Modjo/Modjo
2000年代初頭、ダフト・パンク(Daft Punk)やカシアス(Cassius)らと共に、フィルター・ハウス/フレンチ・タッチと呼ばれるムーブメントを世界規模で爆発させたフランスのエレクトロニック・デュオ、モジョ(Modjo)。 プロデューサーのロマン・トランシャールと、ソウルフルな美声を持つヴォーカリストのヤン・デスタニョール(ヤン・デスタル)の2人が2001年にリリースした唯一のフルアルバム『Modjo』は、当時のクラブ・アンセム「Lady (Hear Me Tonight)」を筆頭に、ダンス・ミュージックの枠を遥かに超えた高い音楽性とポップ・センスが凝縮された不朽の名盤です。今聴いても全く古びない、エレガントで甘美なフレンチ・ハウスの魅力を余すところなくお届けします。
ジャンルと音楽性
本作の音楽ジャンルは、「フレンチ・ハウス(French House)」「ヌー・ディスコ(Nu-Disco)」、そしてエフェクトを巧みに駆使した「フィルター・ハウス(Filter House)」に位置づけられます。 最大の特徴は、70〜80年代のファンクやディスコの名曲から美味しいギターリフやベースラインをサンプリングし、そこにフィルター(音をこもらせたり、一気に開放したりする音響効果)をかけながら、ヤン・デスタルの優美で哀愁漂う生のヴォーカルを贅沢に乗せるスタイルです。 電子音楽の持つスマートな躍動感と、生演奏のアコースティック・ギターやストリングスが織りなすオーガニックな温かみが奇跡的なバランスで融合しており、フロアを揺らすダンス・アルバムでありながら、極上のポップ・ソング集としても完璧な完成度を誇っています。

Modjo/Modjo
おすすめのトラック
- 「Lady (Hear Me Tonight)」世界中のクラブやFMラジオを席巻し、全英シングルチャート1位をはじめ各国のチャートの頂点に立った、フレンチ・ハウス史上最も愛されている不滅のアンセムです。シック(Chic)の「Soup for One」からサンプリングされた、あのあまりにも有名なギターリフが鳴り響き、甘く切ないヴォーカルが重なった瞬間、目の前にどこまでもロマンチックな夜の街並みが広がります。一度聴けば心がステップを踏み出す、ポップ・ミュージックの奇跡とも言えるマスターピースです。

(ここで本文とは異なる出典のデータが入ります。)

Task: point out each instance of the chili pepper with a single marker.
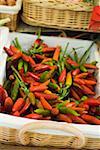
(17, 114)
(86, 54)
(35, 77)
(8, 104)
(62, 76)
(46, 96)
(77, 119)
(79, 81)
(33, 116)
(65, 118)
(82, 75)
(26, 106)
(48, 49)
(69, 79)
(66, 110)
(25, 67)
(46, 60)
(91, 119)
(76, 72)
(74, 94)
(32, 98)
(71, 62)
(86, 90)
(39, 88)
(20, 64)
(56, 54)
(38, 56)
(18, 104)
(42, 68)
(83, 98)
(39, 104)
(15, 89)
(90, 66)
(14, 49)
(8, 51)
(83, 69)
(45, 104)
(89, 82)
(42, 111)
(53, 85)
(92, 102)
(55, 111)
(14, 57)
(47, 75)
(47, 92)
(25, 57)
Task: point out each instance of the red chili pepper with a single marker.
(90, 66)
(25, 57)
(45, 104)
(71, 62)
(8, 104)
(33, 116)
(35, 77)
(48, 49)
(77, 119)
(31, 61)
(8, 51)
(56, 54)
(89, 82)
(82, 75)
(62, 76)
(26, 106)
(65, 118)
(14, 49)
(92, 102)
(76, 72)
(86, 90)
(39, 88)
(55, 111)
(91, 119)
(46, 96)
(17, 114)
(18, 105)
(42, 68)
(74, 94)
(79, 81)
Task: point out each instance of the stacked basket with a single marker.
(12, 13)
(57, 13)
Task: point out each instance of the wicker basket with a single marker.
(12, 13)
(57, 14)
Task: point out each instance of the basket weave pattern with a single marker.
(56, 14)
(10, 136)
(13, 23)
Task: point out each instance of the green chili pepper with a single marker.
(7, 84)
(75, 55)
(53, 85)
(43, 76)
(66, 110)
(25, 67)
(83, 69)
(42, 111)
(32, 98)
(15, 89)
(20, 64)
(84, 98)
(86, 55)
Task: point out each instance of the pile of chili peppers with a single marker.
(47, 83)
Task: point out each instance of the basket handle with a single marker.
(80, 142)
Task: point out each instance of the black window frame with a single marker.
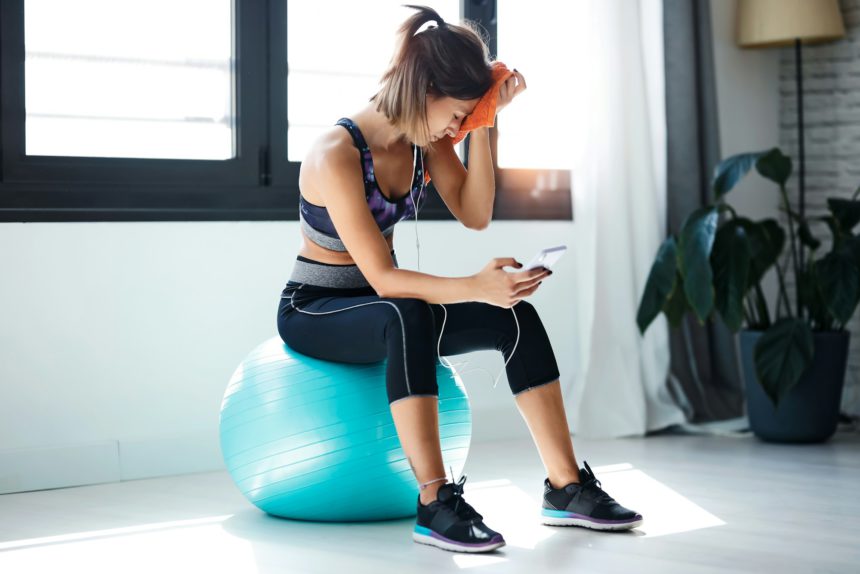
(258, 184)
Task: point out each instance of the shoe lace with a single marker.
(462, 509)
(593, 485)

- 「Chillin’」「Lady」に続いてシングル・カットされた、非常にグルーヴィーでファンキーなミドルテンポ・ナンバーです。同じくシック(Chic)の「Le Freak」をモチーフにした、粘り気のある極上ファンクのベースラインとカッティングギターがとにかく心地よく、タイトル通り「リラックスしてまったり(Chillin’)楽しむ」のに最適な1曲。ヤンのエモーショナルなソウル・ヴォーカルが、洗練されたサウンドスケープをより一層引き立てています。

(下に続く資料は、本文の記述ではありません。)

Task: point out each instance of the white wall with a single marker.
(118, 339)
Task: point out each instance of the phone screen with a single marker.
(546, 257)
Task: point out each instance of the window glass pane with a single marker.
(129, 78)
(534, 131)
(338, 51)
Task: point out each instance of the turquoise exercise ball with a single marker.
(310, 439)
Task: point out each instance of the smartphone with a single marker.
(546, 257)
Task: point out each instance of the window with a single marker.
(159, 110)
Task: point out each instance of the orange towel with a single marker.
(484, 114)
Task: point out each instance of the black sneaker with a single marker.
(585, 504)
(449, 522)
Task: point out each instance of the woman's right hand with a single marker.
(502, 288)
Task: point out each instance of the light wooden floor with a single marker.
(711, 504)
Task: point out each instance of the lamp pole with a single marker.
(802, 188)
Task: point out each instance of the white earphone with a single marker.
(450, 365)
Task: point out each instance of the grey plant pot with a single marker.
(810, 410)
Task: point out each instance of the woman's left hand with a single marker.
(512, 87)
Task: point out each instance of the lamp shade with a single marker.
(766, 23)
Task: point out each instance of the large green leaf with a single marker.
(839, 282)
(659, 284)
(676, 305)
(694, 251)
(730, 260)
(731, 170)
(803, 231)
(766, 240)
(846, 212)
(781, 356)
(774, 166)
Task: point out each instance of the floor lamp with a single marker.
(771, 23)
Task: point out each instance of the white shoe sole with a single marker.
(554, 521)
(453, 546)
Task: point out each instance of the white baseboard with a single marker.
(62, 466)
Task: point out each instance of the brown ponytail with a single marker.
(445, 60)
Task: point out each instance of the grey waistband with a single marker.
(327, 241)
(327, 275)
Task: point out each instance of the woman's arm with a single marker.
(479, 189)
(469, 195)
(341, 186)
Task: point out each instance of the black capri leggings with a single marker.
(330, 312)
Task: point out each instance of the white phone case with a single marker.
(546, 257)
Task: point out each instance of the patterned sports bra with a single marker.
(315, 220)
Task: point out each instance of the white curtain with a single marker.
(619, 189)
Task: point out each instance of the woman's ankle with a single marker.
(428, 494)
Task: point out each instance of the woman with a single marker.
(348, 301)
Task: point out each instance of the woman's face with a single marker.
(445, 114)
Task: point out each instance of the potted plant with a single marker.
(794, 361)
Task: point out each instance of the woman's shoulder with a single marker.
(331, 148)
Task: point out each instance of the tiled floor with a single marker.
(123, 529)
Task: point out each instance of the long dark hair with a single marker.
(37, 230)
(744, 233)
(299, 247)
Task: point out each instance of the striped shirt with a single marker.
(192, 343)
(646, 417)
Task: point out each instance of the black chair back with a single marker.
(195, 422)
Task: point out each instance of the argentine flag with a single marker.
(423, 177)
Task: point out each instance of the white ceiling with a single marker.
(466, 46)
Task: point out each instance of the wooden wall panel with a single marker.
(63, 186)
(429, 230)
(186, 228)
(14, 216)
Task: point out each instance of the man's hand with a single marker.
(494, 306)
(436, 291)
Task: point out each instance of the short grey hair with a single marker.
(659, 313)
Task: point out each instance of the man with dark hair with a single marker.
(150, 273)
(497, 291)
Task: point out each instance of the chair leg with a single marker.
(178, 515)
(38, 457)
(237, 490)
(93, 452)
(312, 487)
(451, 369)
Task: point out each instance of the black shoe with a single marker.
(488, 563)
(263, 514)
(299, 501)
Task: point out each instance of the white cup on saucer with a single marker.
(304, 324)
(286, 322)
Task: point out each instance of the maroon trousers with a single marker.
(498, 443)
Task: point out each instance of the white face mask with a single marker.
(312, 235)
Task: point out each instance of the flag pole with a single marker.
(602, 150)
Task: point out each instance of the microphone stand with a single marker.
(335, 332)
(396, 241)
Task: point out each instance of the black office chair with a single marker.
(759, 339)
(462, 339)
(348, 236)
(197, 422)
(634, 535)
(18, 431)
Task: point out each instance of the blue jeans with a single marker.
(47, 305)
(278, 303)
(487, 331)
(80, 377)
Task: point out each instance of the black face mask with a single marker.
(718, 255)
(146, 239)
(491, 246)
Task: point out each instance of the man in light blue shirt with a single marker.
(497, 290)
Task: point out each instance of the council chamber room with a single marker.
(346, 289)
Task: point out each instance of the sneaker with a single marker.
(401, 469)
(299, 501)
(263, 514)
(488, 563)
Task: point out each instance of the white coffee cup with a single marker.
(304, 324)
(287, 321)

- 「What I Mean」哀愁漂うアコースティック・ギターの旋律と、温かみのあるハウス・ビートが優しく溶け合う、メロディアスな名曲です。ダンス・トラックでありながら、どこかフォークやAORのようなセンチメンタルな旅情を感じさせる仕上がりになっています。深夜のドライブや、一晩中踊り明かした後の静かな夜明けにヘッドホンでじっくりと聴き浸りたくなる、彼らの奥深いソングライティング能力を証明する1曲です。
- 「No More Tears」アルバムの後半を彩る、ディープでドラマチックなディスコ・ポップ・チューンです。きらびやかなシンセサイザーのレイヤーと、切なさを湛えたサビのメロディラインが心地よい緊張感を演出します。クラブの華やかさと、個人の内省的なエモーションが同居するこのトラックは、彼らが単なる一発屋のダンスユニットではなく、本物のアーティストであったことを深く実感させてくれます。
アルバム総評
『Modjo』は、1990年代後半から2000年代初頭にかけての「フレンチ・タッチ」と呼ばれた幸福な音楽的ムーブメントの、最もスウィートで洗練された瞬間を完璧に真空パックした奇跡のアルバムです。 デュオとしてはこの1枚きりで活動を休止してしまったため、まさに「最初にして最後の眩い輝き」を放つ唯一無二のカルト的名盤となっています。
フィルター・ハウスの熱狂を知る世代にはたまらないノスタルジーを、そしてシティ・ポップや現代のダンス・ポップ、DJカルチャーを愛する若い世代には新鮮な感動を与えてくれるはずです。お洒落で、甘く、どこか切ない。そんな極上のフランス産ディスコ・ハウス・ワールドを、ぜひお手元で堪能してみてください。